The Cosgroves do not appear in Blantyre in 1871 census, which is no surprise as Dixon’s Rows were still being built and I think Norbert’s suggestion of them coming from Ireland is correct, for they don’t appear in any UK census for 1861 or 1871. They also don’t appear in the 1875 census, narrowing the window further and meaning they came to Blantyre between April 1875 and October 1877. However the death certificates of the boys does tell us that son Francis was born to them in 1862 and then James in 1863 and it is therefore highly likely that Andrew and Frances McGhee married sometime prior to 1862. The couple had another son Andrew in 1867.

How terrible it must have been for Andrew and Frances Ann to suffer this tragedy and I hovered over the “x” that Andrew put on the death certificate in November 1877, thinking that same thought.

On 12th May 1884, son Andrew got married at Blantyre RC Church to Mary mcGlinchy, the second of 2 wives in his lifetime (he had previously married a lady of the name Mary and had children with her).
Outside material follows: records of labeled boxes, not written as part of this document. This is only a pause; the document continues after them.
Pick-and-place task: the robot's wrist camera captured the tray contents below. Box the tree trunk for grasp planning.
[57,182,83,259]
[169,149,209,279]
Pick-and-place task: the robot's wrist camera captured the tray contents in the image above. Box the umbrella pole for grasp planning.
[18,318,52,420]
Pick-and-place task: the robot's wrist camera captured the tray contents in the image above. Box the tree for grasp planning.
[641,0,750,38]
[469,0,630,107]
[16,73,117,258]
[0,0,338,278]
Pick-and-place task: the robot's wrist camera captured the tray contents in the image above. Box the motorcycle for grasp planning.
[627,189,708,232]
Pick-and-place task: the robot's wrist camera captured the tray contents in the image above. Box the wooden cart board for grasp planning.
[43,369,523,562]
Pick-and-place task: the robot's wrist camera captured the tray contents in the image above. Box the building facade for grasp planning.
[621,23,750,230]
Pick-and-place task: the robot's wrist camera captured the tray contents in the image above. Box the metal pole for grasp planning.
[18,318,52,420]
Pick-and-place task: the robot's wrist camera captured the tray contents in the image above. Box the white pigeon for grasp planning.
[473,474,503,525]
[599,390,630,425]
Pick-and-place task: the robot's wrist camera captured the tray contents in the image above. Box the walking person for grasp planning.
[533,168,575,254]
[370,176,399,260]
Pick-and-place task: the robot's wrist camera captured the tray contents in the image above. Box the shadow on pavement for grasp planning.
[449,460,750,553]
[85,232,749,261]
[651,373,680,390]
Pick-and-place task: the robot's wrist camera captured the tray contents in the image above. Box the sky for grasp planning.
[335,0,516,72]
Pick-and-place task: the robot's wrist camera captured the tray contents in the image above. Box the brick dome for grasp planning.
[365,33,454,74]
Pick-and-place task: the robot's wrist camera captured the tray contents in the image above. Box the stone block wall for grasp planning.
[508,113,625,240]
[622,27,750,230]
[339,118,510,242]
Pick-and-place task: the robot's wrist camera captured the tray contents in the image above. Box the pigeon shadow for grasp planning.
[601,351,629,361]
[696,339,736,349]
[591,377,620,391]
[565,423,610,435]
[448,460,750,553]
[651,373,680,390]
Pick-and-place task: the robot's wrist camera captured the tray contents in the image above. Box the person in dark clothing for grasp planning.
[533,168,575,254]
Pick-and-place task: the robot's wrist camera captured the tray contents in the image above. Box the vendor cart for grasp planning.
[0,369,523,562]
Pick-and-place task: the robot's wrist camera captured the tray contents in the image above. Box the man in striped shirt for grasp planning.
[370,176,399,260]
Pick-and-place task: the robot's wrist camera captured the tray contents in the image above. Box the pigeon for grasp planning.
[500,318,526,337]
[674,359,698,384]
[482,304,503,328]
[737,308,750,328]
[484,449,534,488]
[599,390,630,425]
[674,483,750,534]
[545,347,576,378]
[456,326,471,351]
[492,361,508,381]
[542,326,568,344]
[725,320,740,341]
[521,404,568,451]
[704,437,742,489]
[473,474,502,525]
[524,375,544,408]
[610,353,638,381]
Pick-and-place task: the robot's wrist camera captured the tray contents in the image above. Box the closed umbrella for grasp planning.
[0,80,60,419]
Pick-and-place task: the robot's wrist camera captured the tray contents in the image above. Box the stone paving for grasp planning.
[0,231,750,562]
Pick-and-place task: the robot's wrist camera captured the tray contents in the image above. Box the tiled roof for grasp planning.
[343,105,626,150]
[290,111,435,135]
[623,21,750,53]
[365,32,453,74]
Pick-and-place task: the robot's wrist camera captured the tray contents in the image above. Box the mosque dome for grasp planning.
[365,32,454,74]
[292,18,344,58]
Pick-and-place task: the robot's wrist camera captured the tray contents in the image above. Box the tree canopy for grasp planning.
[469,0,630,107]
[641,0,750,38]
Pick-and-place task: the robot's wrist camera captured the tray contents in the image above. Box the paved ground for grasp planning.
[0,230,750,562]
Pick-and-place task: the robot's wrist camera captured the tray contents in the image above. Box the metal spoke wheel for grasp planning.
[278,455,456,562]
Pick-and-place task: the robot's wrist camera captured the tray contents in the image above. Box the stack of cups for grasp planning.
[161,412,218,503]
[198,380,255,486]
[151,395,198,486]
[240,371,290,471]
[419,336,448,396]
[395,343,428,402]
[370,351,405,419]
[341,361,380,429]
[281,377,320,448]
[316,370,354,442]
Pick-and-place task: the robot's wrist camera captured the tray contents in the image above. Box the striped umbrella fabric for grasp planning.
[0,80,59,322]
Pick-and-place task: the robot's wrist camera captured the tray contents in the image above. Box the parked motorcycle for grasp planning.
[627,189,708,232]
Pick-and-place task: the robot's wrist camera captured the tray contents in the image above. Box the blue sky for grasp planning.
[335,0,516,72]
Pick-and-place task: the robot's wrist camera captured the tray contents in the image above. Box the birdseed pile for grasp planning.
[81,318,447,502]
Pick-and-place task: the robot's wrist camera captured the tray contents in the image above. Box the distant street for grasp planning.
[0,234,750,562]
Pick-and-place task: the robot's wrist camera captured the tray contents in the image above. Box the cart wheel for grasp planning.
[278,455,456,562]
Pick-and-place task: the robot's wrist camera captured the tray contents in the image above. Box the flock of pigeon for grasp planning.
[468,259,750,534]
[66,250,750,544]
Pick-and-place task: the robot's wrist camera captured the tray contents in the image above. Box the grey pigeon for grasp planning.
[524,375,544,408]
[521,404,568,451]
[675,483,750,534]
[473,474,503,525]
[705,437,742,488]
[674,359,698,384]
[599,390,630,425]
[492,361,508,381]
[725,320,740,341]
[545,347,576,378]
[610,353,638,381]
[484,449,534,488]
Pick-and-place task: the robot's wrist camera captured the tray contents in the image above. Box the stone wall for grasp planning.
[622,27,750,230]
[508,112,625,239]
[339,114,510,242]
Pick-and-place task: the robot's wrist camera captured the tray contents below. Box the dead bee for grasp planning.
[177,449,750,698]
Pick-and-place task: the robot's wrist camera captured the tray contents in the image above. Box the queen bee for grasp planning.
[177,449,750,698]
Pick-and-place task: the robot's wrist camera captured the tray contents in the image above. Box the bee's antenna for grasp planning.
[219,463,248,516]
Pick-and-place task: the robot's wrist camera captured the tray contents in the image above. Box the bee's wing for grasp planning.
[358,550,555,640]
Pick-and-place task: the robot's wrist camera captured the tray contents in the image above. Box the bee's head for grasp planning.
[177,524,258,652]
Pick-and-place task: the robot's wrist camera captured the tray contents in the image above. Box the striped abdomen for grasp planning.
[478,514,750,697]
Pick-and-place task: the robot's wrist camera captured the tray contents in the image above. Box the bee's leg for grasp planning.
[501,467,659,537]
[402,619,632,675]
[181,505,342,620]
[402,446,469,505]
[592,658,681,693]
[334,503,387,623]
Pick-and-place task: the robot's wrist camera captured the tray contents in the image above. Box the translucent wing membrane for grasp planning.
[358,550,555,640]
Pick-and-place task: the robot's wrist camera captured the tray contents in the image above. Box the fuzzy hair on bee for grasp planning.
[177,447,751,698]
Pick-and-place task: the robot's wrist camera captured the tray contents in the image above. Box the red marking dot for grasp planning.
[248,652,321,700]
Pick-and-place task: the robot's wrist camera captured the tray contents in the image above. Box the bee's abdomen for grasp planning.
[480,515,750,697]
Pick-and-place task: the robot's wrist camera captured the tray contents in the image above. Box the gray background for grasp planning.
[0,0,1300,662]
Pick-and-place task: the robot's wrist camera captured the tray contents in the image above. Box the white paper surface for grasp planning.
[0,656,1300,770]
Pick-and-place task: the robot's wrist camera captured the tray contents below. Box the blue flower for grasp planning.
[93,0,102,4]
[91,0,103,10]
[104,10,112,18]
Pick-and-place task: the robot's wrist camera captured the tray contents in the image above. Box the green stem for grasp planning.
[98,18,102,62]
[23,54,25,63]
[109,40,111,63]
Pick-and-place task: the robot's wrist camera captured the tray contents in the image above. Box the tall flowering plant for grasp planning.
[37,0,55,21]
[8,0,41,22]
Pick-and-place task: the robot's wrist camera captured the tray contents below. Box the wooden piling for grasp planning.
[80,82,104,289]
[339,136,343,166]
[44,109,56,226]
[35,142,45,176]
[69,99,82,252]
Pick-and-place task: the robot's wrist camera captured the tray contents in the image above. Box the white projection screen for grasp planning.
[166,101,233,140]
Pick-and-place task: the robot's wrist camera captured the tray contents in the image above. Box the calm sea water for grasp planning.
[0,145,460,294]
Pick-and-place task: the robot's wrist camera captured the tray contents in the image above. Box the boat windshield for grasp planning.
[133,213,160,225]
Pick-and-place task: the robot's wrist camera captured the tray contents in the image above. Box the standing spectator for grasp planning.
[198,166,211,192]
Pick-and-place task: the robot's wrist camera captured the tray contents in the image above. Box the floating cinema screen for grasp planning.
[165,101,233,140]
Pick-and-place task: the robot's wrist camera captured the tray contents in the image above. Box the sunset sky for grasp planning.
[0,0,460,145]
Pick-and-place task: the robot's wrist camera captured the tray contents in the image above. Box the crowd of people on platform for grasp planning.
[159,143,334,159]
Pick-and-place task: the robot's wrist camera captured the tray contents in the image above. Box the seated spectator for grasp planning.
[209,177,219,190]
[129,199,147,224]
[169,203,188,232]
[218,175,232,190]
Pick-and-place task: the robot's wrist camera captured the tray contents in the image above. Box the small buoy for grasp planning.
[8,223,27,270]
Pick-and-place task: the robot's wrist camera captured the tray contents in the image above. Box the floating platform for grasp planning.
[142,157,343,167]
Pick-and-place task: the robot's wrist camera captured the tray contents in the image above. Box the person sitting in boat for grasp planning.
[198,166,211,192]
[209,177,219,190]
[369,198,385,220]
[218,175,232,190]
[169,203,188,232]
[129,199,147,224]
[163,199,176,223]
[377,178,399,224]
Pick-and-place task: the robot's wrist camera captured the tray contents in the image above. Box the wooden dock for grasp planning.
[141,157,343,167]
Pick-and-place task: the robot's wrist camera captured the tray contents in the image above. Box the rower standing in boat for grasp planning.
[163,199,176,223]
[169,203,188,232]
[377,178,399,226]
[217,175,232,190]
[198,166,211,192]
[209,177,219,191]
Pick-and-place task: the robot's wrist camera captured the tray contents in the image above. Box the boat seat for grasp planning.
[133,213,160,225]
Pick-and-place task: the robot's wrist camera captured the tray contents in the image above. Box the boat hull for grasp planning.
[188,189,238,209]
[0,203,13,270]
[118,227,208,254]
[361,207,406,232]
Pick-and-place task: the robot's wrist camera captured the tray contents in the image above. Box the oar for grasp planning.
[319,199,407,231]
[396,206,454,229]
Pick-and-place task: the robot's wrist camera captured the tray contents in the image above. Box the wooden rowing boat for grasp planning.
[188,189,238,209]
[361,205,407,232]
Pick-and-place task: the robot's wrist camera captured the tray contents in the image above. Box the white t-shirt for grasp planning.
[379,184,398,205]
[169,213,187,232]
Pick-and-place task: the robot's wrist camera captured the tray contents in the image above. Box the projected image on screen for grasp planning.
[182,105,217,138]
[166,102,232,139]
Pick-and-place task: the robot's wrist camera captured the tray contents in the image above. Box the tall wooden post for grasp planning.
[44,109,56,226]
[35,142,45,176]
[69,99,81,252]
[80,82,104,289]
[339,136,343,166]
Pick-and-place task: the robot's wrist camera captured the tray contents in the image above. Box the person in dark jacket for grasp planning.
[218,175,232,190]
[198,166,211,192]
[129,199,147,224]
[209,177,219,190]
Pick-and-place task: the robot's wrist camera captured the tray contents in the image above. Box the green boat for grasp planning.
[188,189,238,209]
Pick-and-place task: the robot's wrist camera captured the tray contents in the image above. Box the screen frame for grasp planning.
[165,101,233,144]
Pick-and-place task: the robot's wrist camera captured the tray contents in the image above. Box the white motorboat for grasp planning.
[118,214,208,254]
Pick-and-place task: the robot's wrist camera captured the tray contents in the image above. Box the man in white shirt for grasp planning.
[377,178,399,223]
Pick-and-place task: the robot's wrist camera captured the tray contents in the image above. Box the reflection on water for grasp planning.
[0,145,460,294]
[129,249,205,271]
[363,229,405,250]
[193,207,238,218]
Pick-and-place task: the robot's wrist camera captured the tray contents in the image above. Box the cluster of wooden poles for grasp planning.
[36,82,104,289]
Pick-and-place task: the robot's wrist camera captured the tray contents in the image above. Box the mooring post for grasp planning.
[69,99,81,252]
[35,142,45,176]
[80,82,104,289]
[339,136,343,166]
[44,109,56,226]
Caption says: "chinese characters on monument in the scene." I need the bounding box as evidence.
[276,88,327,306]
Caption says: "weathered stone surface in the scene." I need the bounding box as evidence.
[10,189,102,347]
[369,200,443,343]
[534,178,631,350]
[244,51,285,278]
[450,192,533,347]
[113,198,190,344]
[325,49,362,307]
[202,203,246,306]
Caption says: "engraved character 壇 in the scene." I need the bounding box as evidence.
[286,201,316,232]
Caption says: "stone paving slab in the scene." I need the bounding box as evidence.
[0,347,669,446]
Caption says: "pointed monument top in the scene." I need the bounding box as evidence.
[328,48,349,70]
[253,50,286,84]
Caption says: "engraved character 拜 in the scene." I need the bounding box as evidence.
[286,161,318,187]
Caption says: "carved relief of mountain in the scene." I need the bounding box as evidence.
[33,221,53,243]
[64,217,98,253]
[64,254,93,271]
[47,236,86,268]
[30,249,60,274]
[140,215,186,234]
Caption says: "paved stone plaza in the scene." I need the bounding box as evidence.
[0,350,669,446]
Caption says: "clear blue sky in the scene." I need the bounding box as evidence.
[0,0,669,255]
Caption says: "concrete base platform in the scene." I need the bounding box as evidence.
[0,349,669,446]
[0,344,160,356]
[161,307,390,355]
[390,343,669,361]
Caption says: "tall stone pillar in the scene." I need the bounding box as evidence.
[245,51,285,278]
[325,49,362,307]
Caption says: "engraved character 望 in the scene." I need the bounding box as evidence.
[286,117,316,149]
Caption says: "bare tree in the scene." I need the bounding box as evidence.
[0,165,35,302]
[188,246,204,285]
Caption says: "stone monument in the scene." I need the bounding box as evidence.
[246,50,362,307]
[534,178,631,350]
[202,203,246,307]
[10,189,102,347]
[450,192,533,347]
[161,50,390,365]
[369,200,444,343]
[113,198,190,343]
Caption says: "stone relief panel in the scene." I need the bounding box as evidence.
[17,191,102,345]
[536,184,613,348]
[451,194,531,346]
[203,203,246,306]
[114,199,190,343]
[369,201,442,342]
It is noted that on the marriage certificate that parents Andrew Cosgrove and Frances Ann McGhee were both deceased by 1884. Andrew and Mary called 2 of their sons after their deceased uncles.

This was a difficult story to put together. The lack of information, events falling between census and valuation rolls and it is no wonder the family struggled with putting some detail against it. Unfortunately, i have been unable to find details for Margaret Cosgrove who clearly married into the McEwan family. There are several records of a Margaret Cosgrove taking transatlantic voyages back and forth in the 1920s but I am unsure if it is this family. Additionally, I am also wondering if Margaret is the daughter of Andrew and Mary, rather than the older Andrew and Frances Ann. Both couples had sons named James and Francis and I suspect of Norbert’s grandmother Margaret, it was actually her UNCLES who passed away in that Blantyre accident, rather than siblings.

There were Cosgroves in Blantyre around 1900 with similar names the relatives and descendants of this family. Andrew Cosgrove, the brother of pit accident Francis and James, died in 1942 aged 75.